Referring to the two nuclear superpowers, Haig added, "Thus far I would say that the situation is cautious on both sides." At another point in the television interview he stated the U.S. view that the Soviets "have no business in intervening or becoming involved in this situation, other than to urge those with whom they exercise influence to exercise restraint."

While urgent concern about the cease-fire continued, there were new indications of bargaining positions in the expected negotiations about Israeli withdrawal. Reports from Jerusalem said Israel's conditions, as outlined yesterday to special U.S. envoy Philip C. Habib, include the ouster from Lebanon of all Syrian and Palestine Liberation Organization forces, and establishment of an international peacekeeping force, possibly including U.S. troops, to take over from Israeli troops in southern Lebanon.

At times in the past, the United States has approved the role in Lebanon of Syrian troops, which put an end to the bloody Lebanese civil war in 1976 and remained as an Arab League peacekeeping force.

Haig's position yesterday calling for withdrawal of all foreign forces clearly applied to Syria's troops and apparently applied to the PLO fighters as well. It was unclear, though, where the United States expects the Palestinian fighters to go.

A State Department official said Haig had decided some time ago that Syria should leave Lebanon, but that the timetable for such a pullout was accelerated in Haig's mind by the current situation.

Haig gave no details of how withdrawal of all foreign forces could be arranged but he hinted at a comprehensive set of negotiations on Lebanon.
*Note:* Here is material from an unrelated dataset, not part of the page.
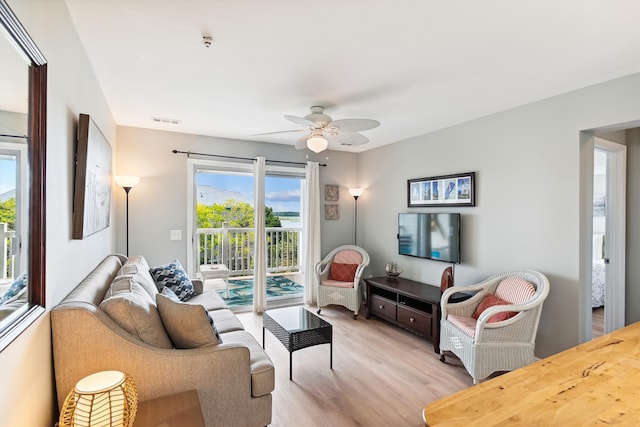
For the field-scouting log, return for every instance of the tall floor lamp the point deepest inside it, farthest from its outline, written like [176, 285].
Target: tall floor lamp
[127, 183]
[356, 192]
"We've got to work with all of the nations in the region, and some of those in Western Europe who are concerned, to seek to provide a long-term solution in which the sovereignty of Lebanon will again be established," he said.

The secretary of state was noncommittal about the possible participation of the U.S. military in a future Lebanese peacekeeping force, saying this is "still a hypothetical question" and had not yet been given serious U.S. consideration.
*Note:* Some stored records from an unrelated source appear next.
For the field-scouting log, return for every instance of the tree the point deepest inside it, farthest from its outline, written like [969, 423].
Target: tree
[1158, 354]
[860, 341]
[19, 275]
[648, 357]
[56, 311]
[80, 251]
Sen. Charles H. Percy (R-Ill.), chairman of the Foreign Relations Committee, reacted unenthusiastically to such U.S. military partipation, saying "I wouldn't think that would be the best alternative" in dealing with future. Instead, he said the United States should be prepared to help the Lebanese government strengthen its army and its control, and provide "the hope" for another home for the Palestinians, in his view on the West Bank.
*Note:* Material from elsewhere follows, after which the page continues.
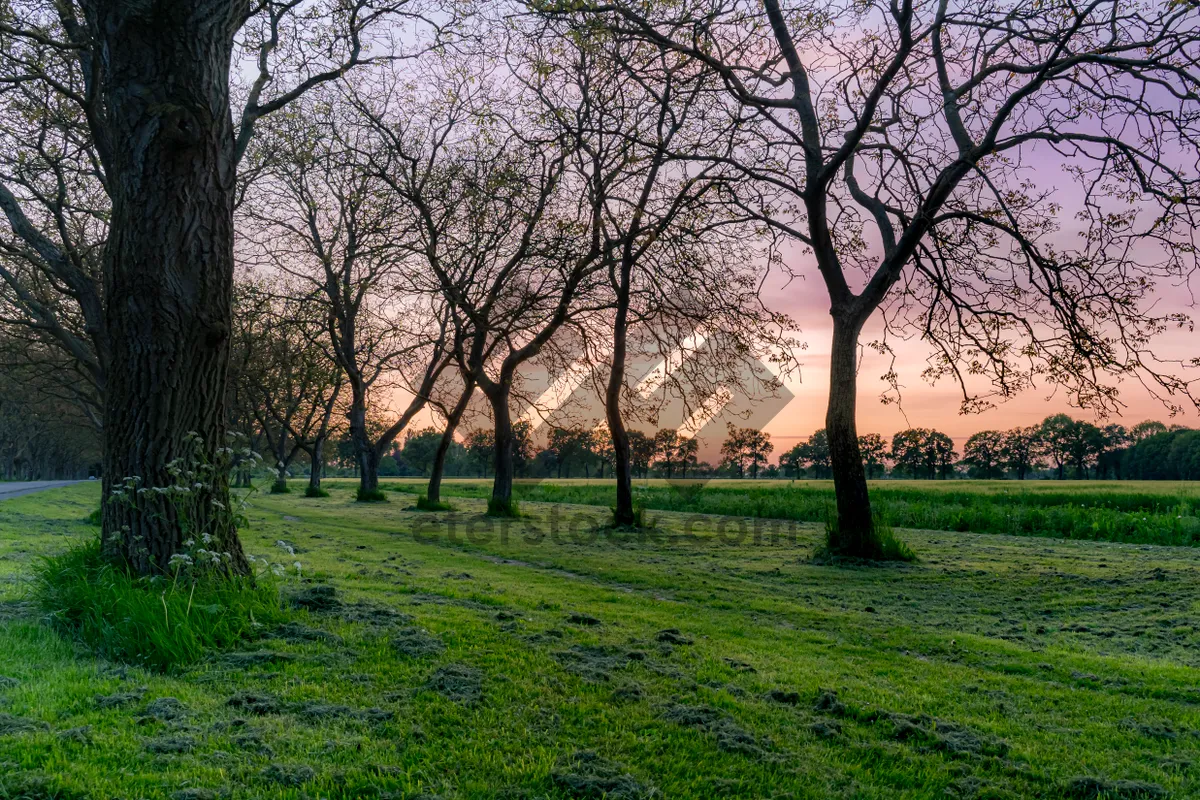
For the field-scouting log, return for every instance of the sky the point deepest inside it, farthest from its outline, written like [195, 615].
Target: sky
[934, 407]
Percy, speaking on "Face the Nation" (CBS, WDVM), was more critical of Israeli actions than Haig, and inclined to believe that Israel will pay a price for its invasion in terms of congressional support.

Percy said, for example, that he has notified Haig that the timing would be bad now for submission to Congress of the recently announced plan to sell more F16 warplanes to Israel. He also said the invasion of Lebanon could affect the legislative climate for the drive to grant Israel an extra $425 million in aid, an amount beyond the Reagan budget.

The Illinois senator said he had telephoned Haig yesterday morning in reaction to press reports that Israel is preparing to send civilian and military administrators to southern Lebanon, suggesting that its stay will be a lengthy one.

Such action would be "totally contrary" to U.S. policy and U.N. resolutions and "a disaster" for the peace process, Percy said. "We feel it is in the best interest in all parties, including Israel, for them not to appear in any way to be staying there and occupying that land as they have the West Bank, the Gaza Strip and the Golan Heights," he declared.